Братья оказались бдительными сторожами: хотя путники при приближении не производили много шума, когда они подъехали, их уже встречали у порога. Могучий, мускулистый брат Ансельм, пятидесяти лет от роду, возвышавшийся, словно дуб, размахивал длинным, увесистым посохом. Маленький, жилистый и проворный брат Луи, по крови француз, хотя и родившийся в Англии, даже в лесной глуши не расставался с кинжалом, с которым отменно умел обращаться. Вышли братья со спокойными лицами, но настороженными глазами, готовые к любым неожиданностям. При виде Кадфаэля они заулыбались.
— А, это ты, старина! Не ждали мы тебя на ночь глядя, но приятно видеть знакомое лицо. Ночевать-то останешься? По какому делу пожаловал?
Братья оценивающе присматривались к Берингару, но тот счел за благо предоставить объясняться Кадфаэлю — здесь предписания аббата значили больше, чем приказы короля.
— Есть у нас к вам одно дело, — промолвил Кадфаэль, слезал с коня, — этот молодой лорд просит поставить в конюшню и укрыть на несколько дней этих животных — так, чтобы их никто не видел.
Не стоило лукавить с этими монахами, которые, конечно же, поймут и не осудят владельца таких прекрасных коней за то, что он не стремится с ними расстаться.
— Король реквизирует всех лошадей для армии, но эта судьба не для таких скакунов — их надо попридержать, они достойны лучшей участи.
Брат Ансельм окинул коня Берингара понимающим взглядом и любовно погладил выгнутую шею.
— Давненько эта конюшня не видывала такого красавца. Впрочем, в ней вообще никого давно не было, если не считать мула приора Роберта, когда тот наведывался сюда, да только в последнее время и он у нас редкий гость. По правде говоря, мы ждем, что нас отзовут отсюда: место-то на отшибе и корысти с него никакой — что толку людей держать. Ну а пока суд да дело, найдется у нас комнатенка для тебя, дружище, да и для твоего знакомца тоже. Особливо, ежели молодой лорд позволит прокатиться разок-другой на своем коне, чтобы животное не застоялось.
— Я думаю, он даже тебя снесет без труда, — добродушно согласился Берингар, оглядев богатырскую фигуру Ансельма. — Я не против, но помните, что отдать коней можно только брату Кадфаэлю, и никому другому.
— Все понятно.
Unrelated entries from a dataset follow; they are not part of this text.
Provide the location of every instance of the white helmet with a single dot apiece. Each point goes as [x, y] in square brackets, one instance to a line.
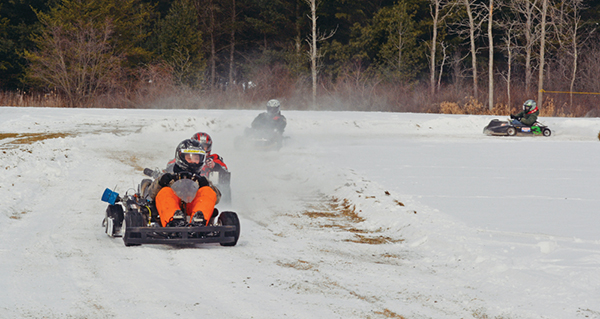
[273, 106]
[529, 105]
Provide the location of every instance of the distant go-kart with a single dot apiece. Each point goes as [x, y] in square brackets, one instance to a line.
[135, 218]
[509, 128]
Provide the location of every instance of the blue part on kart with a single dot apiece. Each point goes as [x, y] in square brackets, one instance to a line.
[110, 196]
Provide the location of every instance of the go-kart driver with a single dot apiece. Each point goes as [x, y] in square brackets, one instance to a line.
[271, 120]
[529, 114]
[189, 157]
[212, 163]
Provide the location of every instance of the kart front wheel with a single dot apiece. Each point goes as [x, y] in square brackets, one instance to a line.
[546, 132]
[227, 219]
[132, 219]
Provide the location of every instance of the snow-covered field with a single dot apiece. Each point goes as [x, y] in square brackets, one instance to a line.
[360, 215]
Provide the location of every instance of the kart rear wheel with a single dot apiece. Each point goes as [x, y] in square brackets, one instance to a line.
[546, 132]
[132, 219]
[230, 218]
[113, 220]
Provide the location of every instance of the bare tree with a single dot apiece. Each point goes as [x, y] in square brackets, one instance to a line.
[79, 62]
[567, 24]
[509, 40]
[444, 57]
[313, 50]
[542, 52]
[437, 7]
[491, 56]
[527, 16]
[472, 27]
[232, 44]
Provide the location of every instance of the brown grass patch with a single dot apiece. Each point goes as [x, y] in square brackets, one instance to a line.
[299, 264]
[399, 203]
[17, 215]
[389, 314]
[378, 240]
[30, 138]
[336, 208]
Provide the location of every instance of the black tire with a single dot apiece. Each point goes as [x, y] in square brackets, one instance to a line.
[227, 219]
[546, 132]
[116, 213]
[132, 219]
[144, 186]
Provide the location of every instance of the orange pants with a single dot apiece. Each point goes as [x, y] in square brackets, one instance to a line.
[167, 203]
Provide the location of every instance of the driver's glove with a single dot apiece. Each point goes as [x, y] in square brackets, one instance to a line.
[166, 179]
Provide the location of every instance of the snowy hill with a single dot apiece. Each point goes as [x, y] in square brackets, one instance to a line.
[359, 215]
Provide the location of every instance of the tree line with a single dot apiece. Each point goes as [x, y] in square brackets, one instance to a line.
[382, 55]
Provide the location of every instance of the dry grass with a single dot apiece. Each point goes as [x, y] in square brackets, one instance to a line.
[299, 264]
[389, 314]
[377, 240]
[341, 214]
[30, 138]
[336, 208]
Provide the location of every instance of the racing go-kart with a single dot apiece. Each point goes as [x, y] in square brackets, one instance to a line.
[259, 139]
[135, 217]
[512, 128]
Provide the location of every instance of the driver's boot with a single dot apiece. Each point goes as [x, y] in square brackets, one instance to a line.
[198, 219]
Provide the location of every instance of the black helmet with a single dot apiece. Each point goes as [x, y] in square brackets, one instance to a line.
[529, 105]
[194, 152]
[273, 106]
[204, 140]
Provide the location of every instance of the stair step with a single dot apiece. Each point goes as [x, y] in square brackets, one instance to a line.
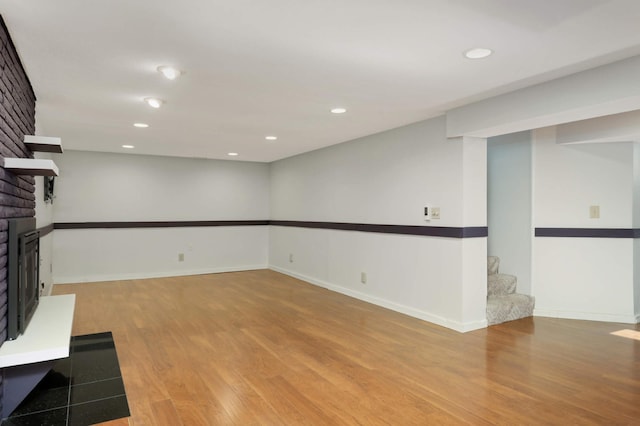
[493, 262]
[501, 284]
[509, 307]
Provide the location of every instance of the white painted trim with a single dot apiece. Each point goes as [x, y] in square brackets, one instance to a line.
[588, 316]
[165, 274]
[415, 313]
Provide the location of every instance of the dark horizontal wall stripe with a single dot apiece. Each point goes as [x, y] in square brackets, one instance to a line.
[588, 232]
[45, 230]
[431, 231]
[159, 224]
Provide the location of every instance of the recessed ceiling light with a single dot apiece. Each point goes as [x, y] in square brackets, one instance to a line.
[478, 53]
[169, 72]
[154, 102]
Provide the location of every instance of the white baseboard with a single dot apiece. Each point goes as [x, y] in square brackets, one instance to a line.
[588, 316]
[145, 275]
[412, 312]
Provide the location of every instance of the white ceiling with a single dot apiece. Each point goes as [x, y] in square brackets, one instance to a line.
[276, 67]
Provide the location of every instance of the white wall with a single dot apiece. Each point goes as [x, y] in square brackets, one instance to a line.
[387, 179]
[509, 205]
[636, 225]
[44, 217]
[583, 278]
[99, 187]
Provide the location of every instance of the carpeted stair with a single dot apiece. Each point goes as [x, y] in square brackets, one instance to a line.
[503, 303]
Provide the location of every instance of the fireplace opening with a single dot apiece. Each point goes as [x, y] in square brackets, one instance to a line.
[23, 274]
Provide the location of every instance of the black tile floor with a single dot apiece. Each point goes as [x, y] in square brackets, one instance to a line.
[81, 390]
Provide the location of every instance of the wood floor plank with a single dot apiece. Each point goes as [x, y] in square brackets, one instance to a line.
[262, 348]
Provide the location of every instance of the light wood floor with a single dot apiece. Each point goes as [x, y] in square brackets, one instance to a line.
[263, 348]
Здесь их никто не углядит, — братья повели лошадей в заброшенную конюшню, чрезвычайно довольные как тем, что судьба внесла разнообразие в их утомительное существование, так и щедротами, на которые не поскупился Берингар.
— Для нас приглядывать за ним одно удовольствие, ей-Богу, — откровенно признался брат Луи. — Я когда-то служил конюхом у графа Роберта Глостерского. Люблю красивых, статных коней, и поухаживаю за ними так, что аж шкуры залоснятся, — это для меня дело чести.
Назад Кадфаэль и Хью Берингар отправились пешком.
— Тем путем, каким я тебя поведу, — пояснил монах, — мы доберемся за час, едва ли больше. Тропа там местами заросла, верхом не проехать, но я ее хорошо знаю и с пути не собьюсь. Она обрывается у самого предместья. Нам придется перебраться через ручей повыше мельницы, и тогда мы подойдем к аббатству со стороны садов. Так что никто нас не заметит, если ты не против того, чтобы потаскаться по буеракам.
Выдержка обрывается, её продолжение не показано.